Bab 4: Momen-Momen Berharga
Minggu-minggu setelah pertemuan mereka yang kedua, Fira dan Ghean mulai rutin bertemu di kafe. Setiap pertemuan selalu dipenuhi dengan tawa, cerita, dan diskusi mendalam tentang penulisan dan seni. Fira merasa inspirasi mengalir deras dari percakapan mereka, dan setiap kali Ghean menyentuh laptopnya, ia merasakan detak jantungnya bergetar.

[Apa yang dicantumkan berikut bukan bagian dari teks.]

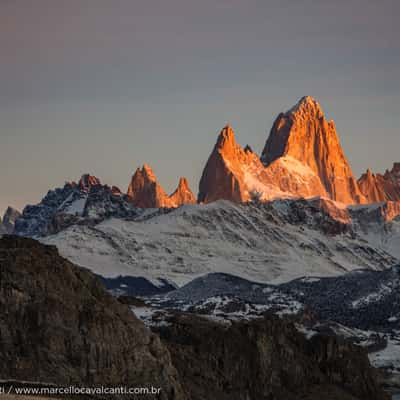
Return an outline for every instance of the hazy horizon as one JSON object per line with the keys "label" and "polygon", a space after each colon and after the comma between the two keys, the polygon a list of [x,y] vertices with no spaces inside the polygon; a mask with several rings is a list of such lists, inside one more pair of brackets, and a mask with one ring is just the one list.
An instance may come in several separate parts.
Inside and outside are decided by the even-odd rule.
{"label": "hazy horizon", "polygon": [[126,191],[152,166],[198,181],[222,127],[258,154],[302,96],[358,178],[400,161],[395,1],[0,4],[0,213],[83,173]]}

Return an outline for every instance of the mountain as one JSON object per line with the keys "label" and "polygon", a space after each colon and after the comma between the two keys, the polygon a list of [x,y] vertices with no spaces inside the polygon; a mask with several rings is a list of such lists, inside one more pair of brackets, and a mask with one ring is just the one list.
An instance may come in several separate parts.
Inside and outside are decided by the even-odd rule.
{"label": "mountain", "polygon": [[307,339],[271,315],[220,323],[176,313],[153,328],[191,400],[388,400],[366,351],[335,336]]}
{"label": "mountain", "polygon": [[101,184],[85,174],[78,183],[68,182],[50,190],[37,205],[28,205],[16,220],[14,233],[40,237],[74,224],[94,224],[114,216],[131,218],[138,214],[126,195],[115,186]]}
{"label": "mountain", "polygon": [[328,196],[346,204],[365,203],[344,155],[333,121],[316,100],[306,96],[275,120],[261,155],[265,166],[292,157],[310,168]]}
{"label": "mountain", "polygon": [[178,188],[168,196],[147,164],[136,170],[127,194],[132,204],[138,208],[172,208],[196,202],[186,178],[181,178]]}
{"label": "mountain", "polygon": [[241,203],[315,196],[326,196],[326,191],[309,167],[293,157],[282,157],[265,168],[249,146],[243,150],[236,143],[234,131],[227,125],[203,170],[198,200]]}
{"label": "mountain", "polygon": [[245,202],[277,198],[326,197],[365,203],[340,145],[333,121],[316,100],[303,97],[275,120],[259,158],[243,149],[227,125],[206,163],[198,200]]}
{"label": "mountain", "polygon": [[6,391],[101,386],[159,388],[150,396],[159,400],[389,398],[365,350],[335,336],[308,338],[289,319],[226,325],[175,312],[152,332],[129,299],[113,298],[53,246],[6,236],[0,261]]}
{"label": "mountain", "polygon": [[358,180],[358,186],[369,203],[400,200],[400,163],[384,175],[368,169]]}
{"label": "mountain", "polygon": [[21,213],[15,208],[8,207],[4,213],[2,225],[4,227],[5,233],[12,233],[14,231],[15,222],[21,216]]}
{"label": "mountain", "polygon": [[15,236],[0,239],[0,262],[2,382],[153,386],[159,399],[187,398],[167,348],[89,271]]}
{"label": "mountain", "polygon": [[162,278],[177,285],[209,272],[283,282],[396,263],[397,219],[386,223],[376,207],[333,207],[334,202],[323,208],[314,200],[220,200],[71,226],[42,240],[103,276],[131,275],[156,283]]}

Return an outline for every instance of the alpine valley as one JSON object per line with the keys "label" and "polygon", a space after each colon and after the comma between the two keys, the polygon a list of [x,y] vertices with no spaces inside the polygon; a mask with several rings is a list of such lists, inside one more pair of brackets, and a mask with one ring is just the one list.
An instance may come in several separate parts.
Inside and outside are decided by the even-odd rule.
{"label": "alpine valley", "polygon": [[[400,163],[357,180],[334,122],[306,96],[277,116],[260,154],[242,148],[227,125],[197,196],[185,177],[177,182],[166,193],[145,164],[126,192],[85,174],[22,213],[9,208],[1,267],[21,265],[16,249],[43,256],[50,270],[52,261],[67,263],[67,277],[51,273],[89,282],[76,283],[85,299],[100,290],[97,275],[138,317],[106,292],[96,296],[123,315],[118,343],[143,329],[139,319],[149,328],[137,351],[151,359],[168,399],[372,400],[400,389]],[[29,273],[42,287],[40,268]],[[33,290],[8,273],[21,293]]]}

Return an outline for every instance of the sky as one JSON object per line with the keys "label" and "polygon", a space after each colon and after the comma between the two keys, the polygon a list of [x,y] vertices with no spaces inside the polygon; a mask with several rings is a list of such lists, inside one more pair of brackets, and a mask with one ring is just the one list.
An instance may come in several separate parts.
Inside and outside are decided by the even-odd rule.
{"label": "sky", "polygon": [[400,161],[398,0],[0,0],[0,213],[150,164],[197,193],[229,122],[260,153],[315,97],[355,175]]}

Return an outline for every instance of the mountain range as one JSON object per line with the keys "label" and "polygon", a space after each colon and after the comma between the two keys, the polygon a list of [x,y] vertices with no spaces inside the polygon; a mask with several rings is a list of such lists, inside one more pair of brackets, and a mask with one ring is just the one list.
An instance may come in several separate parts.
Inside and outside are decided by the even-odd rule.
{"label": "mountain range", "polygon": [[368,169],[356,180],[334,122],[325,118],[315,99],[305,96],[278,115],[261,156],[250,146],[242,148],[232,127],[225,126],[204,167],[197,198],[185,177],[168,195],[147,164],[135,171],[126,193],[86,174],[77,183],[49,191],[39,204],[26,206],[13,231],[40,237],[109,217],[131,219],[147,208],[290,198],[332,200],[340,207],[386,203],[382,207],[393,218],[400,212],[400,163],[383,175]]}

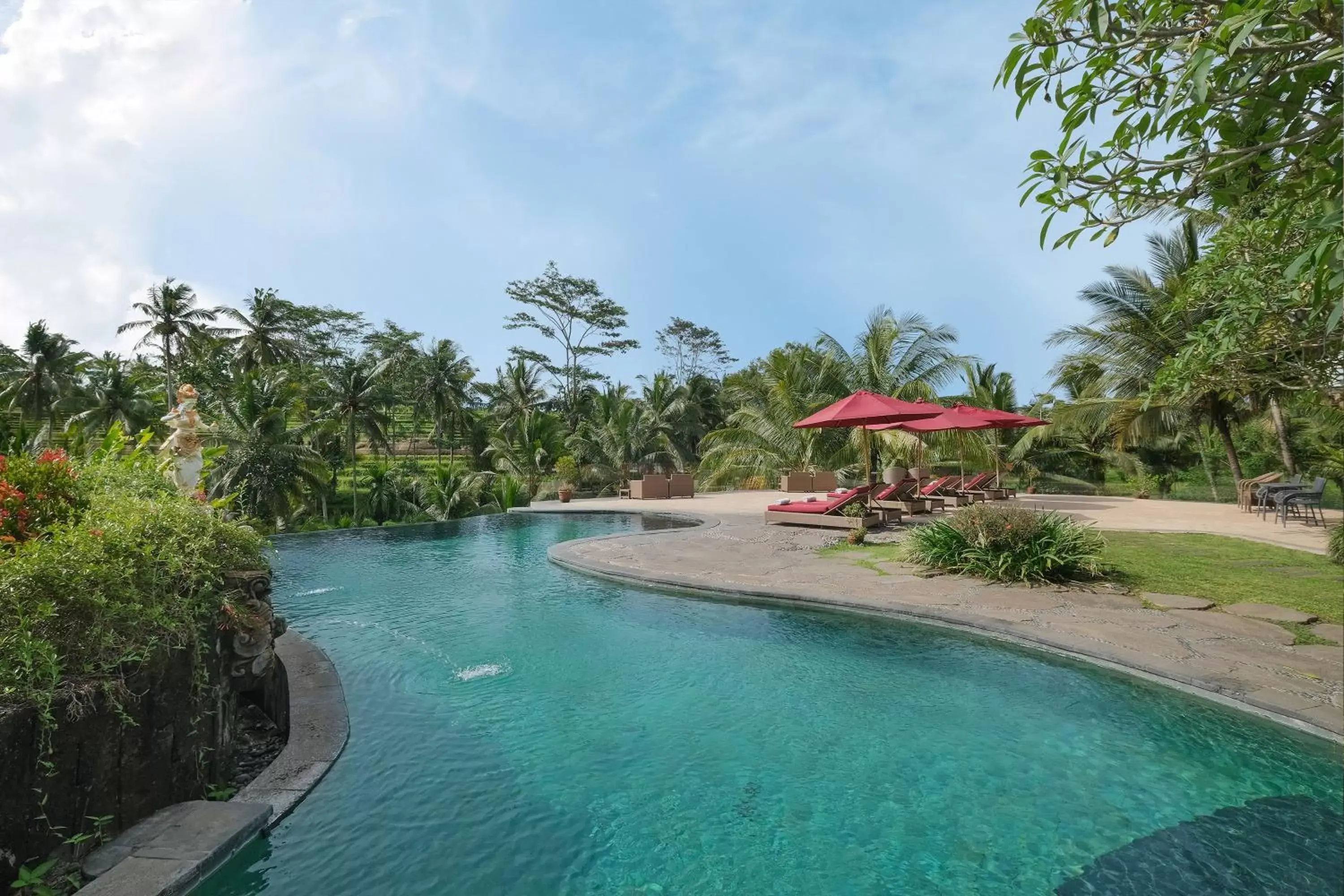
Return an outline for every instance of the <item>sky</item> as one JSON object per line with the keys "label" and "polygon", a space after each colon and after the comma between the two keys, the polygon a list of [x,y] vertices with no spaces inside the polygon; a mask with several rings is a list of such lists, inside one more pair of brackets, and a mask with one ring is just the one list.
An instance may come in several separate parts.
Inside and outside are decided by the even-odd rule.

Di antara tawa dan cerita, mereka berbagi impian dan ketakutan masing-masing. Fira mengungkapkan ketakutannya tentang masa depannya sebagai penulis—apakah karyanya akan diterima? Apakah ia bisa menyelesaikan novel ini? Ghean mendengarkan dengan penuh perhatian, memberi dukungan yang selalu Fira butuhkan.
“Fira, setiap penulis pasti meragukan kemampuannya. Yang terpenting adalah terus menulis. Jangan biarkan ketakutan itu menghentikanmu,” Ghean memberi semangat.
Fira mengangguk, merasa diperkuat oleh kata-kata Ghean. “Kamu benar. Setiap kali aku mulai menulis, aku merasa hidup. Dan aku tidak ingin kehilangan perasaan itu.”
Satu sore, setelah menyelesaikan satu bab baru, Fira merasa sangat puas. Mereka duduk di kafe, menyeruput kopi yang baru disajikan. “Aku rasa aku mulai menemukan suara karakternya,” kata Fira dengan semangat. “Mereka mulai hidup dalam kepalaku.”
Ghean tersenyum. “Itu luar biasa! Ceritakan lebih lanjut. Aku ingin tahu.”
Dengan antusias, Fira menjelaskan perkembangan cerita dan bagaimana karakter-karakternya mulai saling berinteraksi. Ghean mendengarkan dengan seksama, memberi saran yang membuat Fira merasa lebih percaya diri. Setiap kali Ghean memberikan masukan, Fira merasa semangatnya semakin menggelora.
Namun, di balik semua kebahagiaan itu, Fira juga merasa sedikit cemas. Ia mulai menyadari bahwa perasaannya terhadap Ghean lebih dari sekadar teman. Ada ketertarikan yang semakin dalam, tetapi ia juga takut untuk mengungkapkannya. Apa yang akan terjadi jika hubungan ini berubah? Apakah persahabatan mereka akan tetap sama?
Suatu hari, saat mereka duduk di kafe dengan kopi di tangan, Fira merasa ada sesuatu yang berbeda di udara. Suasana itu tegang, dan Fira bisa merasakan getaran dalam hatinya. Ghean menatapnya, seolah menunggu Fira mengatakan sesuatu.
“Aku...,” Fira mulai, tetapi suaranya terhenti. Ia menelan ludah, berjuang dengan kata-katanya.